Obamacare allies plot campaign to punish advocates of repeal

Obamacare advocacy groups are starting a new campaign aimed at pressuring Republicans over their attempts to repeal Obamacare.

The groups Save My Care and Protect Our Care announced the “Enough is Enough” campaign Tuesday. It starts with a six-figure TV and digital ad buy in seven states: Alaska, Arizona, Colorado, Maine, Nevada, Ohio and Tennessee. Advocates say polling shows healthcare continuing to be a top priority.

“Our job is to stop repeal and stop sabotage and hold people who are for repeal and sabotage accountable and let the politics work itself out,” said Bradley Woodhouse, campaign director for Protect Our Care. “Everything we have seen indicated this is an extremely potent issue going to midterms.”

Leslie Dach, campaign chairman of Save My Care, added that “healthcare activists will hold ‘Enough is Enough’ events across these states.”

Senate races will be competitive in Colorado, Nevada, and Arizona in the fall, but not in Alaska and Maine. However, GOP senators from those two states voted against a “skinny” repeal bill last summer. Sens. Lisa Murkowski of Alaska and Susan Collins of Maine joined Republican Sen. John McCain of Arizona and all Senate Democrats to defeat the bill in late July.

The campaign is being started the same day the Trump administration announced a proposed rule aimed at extending the duration of short-term health plans to roughly 12 months.

Obamacare advocates decried the move that they say will lead to the proliferation of “junk” insurance plans that don’t have to follow requirements for Obamacare plans such as protections for people with pre-existing conditions.

“What we saw today is another in a series of efforts by the Trump administration to sabotage the law,” said Sam Berger, senior adviser for the left-leaning think tank Center for American Progress.

Administration officials and critics of Obamacare said the plans offer a cheaper alternative for healthy people who earn too much to receive tax subsidies to pay for an Obamacare plan.

Berger said the administration instead should be focused on lowering premiums for Obamacare plans, saying it is part of a pattern of sabotage that includes Trump’s decision to halt Obamacare insurer payments in the fall.
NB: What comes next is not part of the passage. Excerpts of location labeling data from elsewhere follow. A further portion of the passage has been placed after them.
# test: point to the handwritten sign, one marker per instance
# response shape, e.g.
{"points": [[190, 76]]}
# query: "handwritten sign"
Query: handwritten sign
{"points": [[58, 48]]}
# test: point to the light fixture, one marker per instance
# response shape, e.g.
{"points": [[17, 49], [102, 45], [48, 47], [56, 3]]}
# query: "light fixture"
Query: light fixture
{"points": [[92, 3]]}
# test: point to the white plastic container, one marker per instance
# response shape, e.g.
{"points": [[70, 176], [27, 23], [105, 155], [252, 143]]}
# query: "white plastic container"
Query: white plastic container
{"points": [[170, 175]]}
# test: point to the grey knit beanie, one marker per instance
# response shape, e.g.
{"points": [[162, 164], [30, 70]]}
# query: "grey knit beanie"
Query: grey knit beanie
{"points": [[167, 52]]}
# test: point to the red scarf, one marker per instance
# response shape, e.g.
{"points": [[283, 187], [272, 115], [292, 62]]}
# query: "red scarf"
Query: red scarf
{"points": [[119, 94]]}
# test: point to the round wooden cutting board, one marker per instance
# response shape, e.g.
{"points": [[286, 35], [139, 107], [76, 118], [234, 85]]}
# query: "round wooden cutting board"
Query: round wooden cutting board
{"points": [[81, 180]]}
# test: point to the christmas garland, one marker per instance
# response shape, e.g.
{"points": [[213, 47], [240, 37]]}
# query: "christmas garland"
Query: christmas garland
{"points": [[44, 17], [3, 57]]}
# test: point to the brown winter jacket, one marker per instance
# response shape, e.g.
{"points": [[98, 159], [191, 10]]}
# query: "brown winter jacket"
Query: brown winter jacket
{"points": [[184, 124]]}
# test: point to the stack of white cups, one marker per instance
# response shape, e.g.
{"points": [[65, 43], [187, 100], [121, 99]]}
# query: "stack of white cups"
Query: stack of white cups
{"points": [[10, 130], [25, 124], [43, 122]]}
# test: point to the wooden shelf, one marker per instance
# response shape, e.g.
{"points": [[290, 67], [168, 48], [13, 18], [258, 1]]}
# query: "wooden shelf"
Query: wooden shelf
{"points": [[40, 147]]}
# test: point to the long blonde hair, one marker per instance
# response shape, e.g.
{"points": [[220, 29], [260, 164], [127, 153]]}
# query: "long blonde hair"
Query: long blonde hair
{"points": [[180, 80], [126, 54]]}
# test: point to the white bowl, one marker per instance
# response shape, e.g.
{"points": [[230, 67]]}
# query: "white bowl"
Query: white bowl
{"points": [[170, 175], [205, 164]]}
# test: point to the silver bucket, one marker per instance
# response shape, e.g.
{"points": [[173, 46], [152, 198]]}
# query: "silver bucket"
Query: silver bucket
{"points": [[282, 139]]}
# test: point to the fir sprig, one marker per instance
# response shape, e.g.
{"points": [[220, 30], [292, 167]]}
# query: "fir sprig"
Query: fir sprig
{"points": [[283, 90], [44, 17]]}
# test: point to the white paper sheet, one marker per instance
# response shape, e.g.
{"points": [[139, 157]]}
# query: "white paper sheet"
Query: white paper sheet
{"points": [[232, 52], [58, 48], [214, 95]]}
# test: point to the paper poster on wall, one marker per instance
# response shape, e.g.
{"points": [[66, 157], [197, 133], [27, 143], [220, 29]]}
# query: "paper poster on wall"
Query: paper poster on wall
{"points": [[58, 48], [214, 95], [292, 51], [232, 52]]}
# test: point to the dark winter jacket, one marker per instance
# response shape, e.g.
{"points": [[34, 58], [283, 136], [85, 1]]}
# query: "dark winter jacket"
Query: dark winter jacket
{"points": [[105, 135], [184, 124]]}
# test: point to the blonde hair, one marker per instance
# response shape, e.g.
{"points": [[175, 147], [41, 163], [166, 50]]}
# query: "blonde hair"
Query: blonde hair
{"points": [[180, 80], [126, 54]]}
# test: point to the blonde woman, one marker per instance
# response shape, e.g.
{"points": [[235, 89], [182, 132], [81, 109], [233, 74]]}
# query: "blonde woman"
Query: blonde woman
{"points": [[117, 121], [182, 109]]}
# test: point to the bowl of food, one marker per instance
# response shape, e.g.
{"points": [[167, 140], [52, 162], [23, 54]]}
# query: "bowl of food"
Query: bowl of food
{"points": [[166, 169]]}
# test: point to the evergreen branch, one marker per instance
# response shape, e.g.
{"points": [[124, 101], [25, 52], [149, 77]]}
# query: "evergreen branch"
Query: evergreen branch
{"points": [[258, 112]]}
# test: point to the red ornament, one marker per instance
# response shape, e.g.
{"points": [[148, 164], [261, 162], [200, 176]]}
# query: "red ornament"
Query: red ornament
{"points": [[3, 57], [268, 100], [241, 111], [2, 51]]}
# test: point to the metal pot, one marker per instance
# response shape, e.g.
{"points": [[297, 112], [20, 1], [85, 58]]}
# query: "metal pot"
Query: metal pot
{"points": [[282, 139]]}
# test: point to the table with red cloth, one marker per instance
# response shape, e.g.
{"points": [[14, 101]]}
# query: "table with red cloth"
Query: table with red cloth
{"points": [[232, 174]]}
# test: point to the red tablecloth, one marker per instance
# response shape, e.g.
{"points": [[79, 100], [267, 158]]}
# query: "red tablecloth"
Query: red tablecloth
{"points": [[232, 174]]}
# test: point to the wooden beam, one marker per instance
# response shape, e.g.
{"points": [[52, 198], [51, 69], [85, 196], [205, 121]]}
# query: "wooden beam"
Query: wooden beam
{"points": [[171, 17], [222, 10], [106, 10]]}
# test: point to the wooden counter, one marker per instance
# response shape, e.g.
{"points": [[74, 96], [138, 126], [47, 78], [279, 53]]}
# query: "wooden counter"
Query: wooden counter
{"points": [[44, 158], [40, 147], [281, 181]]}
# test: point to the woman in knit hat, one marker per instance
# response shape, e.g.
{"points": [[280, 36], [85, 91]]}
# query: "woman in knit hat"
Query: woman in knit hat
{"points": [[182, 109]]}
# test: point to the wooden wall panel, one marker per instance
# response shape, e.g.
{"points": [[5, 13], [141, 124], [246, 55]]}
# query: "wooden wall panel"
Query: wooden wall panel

“We shouldn’t be in the business of providing people with worse care,” he said. “[We] should look at reducing the cost of high-quality care.”

The campaign comes as Democrats are fretting over rising approval numbers for the GOP’s tax reform law. Major Democratic super PAC Priorities USA released a memo calling for Democrats to message more consistently against tax reform.

Meanwhile, public polls generally gave poor marks to the GOP’s Obamacare repeal efforts last year.